Here is the fact. Phones are too heavy and they keep getting bigger every year. Oddly enough we like big screens, they're easy to read and easy to use. But a phone now runs anywhere from 150 grams to over 220 grams, and foldables push right past 250 grams. Heavy. And we hold that weight in our hands for hours every day. It can wear on you over time, holding a giant brick. The good part is the direction is finally turning. Apple put out the iPhone Air in 2025, a big screen that actually felt light in your hand, and if you ever picked one up you noticed it right away. Samsung tried the same with the S25 Edge before they shelved it for poor sales. So, the ideal is moving the right way toward technology that is easier to use and less taxing on our day-to-day lives.
That is how Steve Jobs would have seen it. Because the real problem in 2026 is not that we don't have advanced phones. We have had advanced phones since the first iPhone redefined the whole idea back in 2007, almost twenty years ago. Nearly twenty years later, and it is still the same slab of glass. A little thinner. A little lighter. Now it folds. It has AI. But nobody has touched what the thing actually is. BlackBerry showed us how to text, Apple how to touch, but the shape froze, and the industry has spent two decades polishing a brick.

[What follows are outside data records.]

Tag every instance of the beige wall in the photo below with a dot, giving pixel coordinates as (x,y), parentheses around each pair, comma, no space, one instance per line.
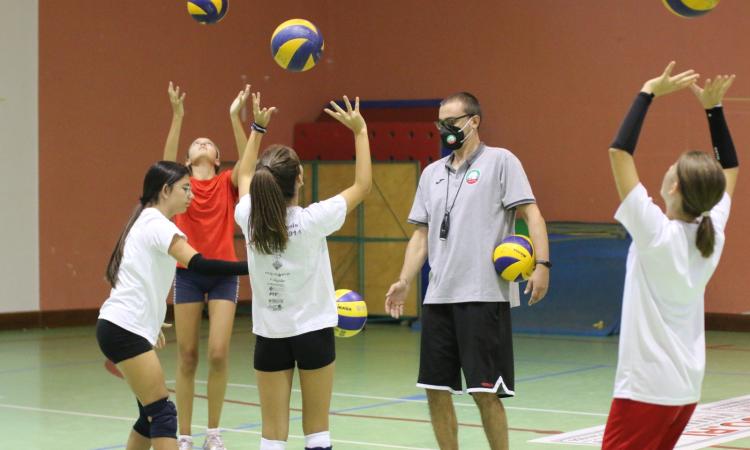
(19,151)
(555,78)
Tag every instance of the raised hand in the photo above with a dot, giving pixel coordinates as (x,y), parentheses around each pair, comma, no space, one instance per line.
(176,99)
(713,91)
(239,101)
(667,83)
(351,118)
(261,116)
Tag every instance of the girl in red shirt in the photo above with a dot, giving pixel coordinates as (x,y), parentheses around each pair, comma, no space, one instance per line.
(209,226)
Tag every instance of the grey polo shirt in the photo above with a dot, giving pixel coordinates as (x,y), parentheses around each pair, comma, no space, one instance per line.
(492,184)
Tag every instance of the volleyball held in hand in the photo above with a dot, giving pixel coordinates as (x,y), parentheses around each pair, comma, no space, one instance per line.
(352,313)
(207,11)
(514,258)
(690,8)
(296,45)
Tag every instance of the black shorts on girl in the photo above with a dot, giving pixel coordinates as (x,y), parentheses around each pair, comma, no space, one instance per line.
(473,337)
(309,351)
(119,344)
(192,287)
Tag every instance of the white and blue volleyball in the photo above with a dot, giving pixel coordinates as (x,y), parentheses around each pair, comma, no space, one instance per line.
(296,45)
(352,311)
(514,258)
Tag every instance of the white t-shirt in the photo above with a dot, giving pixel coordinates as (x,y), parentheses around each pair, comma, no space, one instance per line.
(293,291)
(139,301)
(662,353)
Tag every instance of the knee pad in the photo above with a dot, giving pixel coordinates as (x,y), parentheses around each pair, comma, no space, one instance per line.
(163,418)
(141,425)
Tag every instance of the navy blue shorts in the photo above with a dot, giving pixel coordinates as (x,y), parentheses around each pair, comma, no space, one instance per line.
(191,287)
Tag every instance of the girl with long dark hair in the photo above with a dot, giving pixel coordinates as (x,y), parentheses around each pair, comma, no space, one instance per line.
(294,306)
(141,270)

This idea that the next frontier is a phone in your pocket and we’re talking to an AI like some assistant is idealistic and far detached from reality. People are vision first, audio second. We want to see and touch our world, not talk to it. Putting the phone back in your pocket is not a breakthrough, it is a cop-out on what people actually want. And people already do not want a heavy phone in their pocket, so hiding the phone does not fix the problem, it dodges it.
So, what does the new frontier look like? Well, imagine a phone in your hands, projected in several ways. Maybe something small like a ring, and when you flip your hand over, the camera faces you and a display appears. Cameras and AI map your face, eyes, and fingers to adjust the display. The only weight is the ring, not a 250-gram brick. Another way to look at it is to take the Google Glass idea, but project it in your hands. No need for glasses. You wear an earpiece maybe, along with a ring, and in tandem they create a display. Google Glass had the right idea about the next frontier, but the problem is we should not be distracted by something sitting in front of our eyes and face. It needs to be actionable technology that appears in our hands.
The next frontier is not AI. Large language models are software, not hardware. They are the engine, not the bicycle. So, the real question is simple. What is the next bicycle, and how do we ride it? There are patents and ideas already circling this, but they keep missing the obvious part. Technology has to get more mobile without the weight tax.
A personal computer you wear, with a screen you pull up right in your hands when you want it. No phone to hold. Nothing in your pocket. Just the display, sitting in your open hands, weighing next to nothing. That is the frontier. A screen that finally drops its weight. The field is pouring chips into AI as the software, but the brick stays. Maybe it folds twenty ways, but it stays. Life and technology are about ease of use and mobility. People will not stand in public reading their private thoughts out loud, but they will always want less to carry.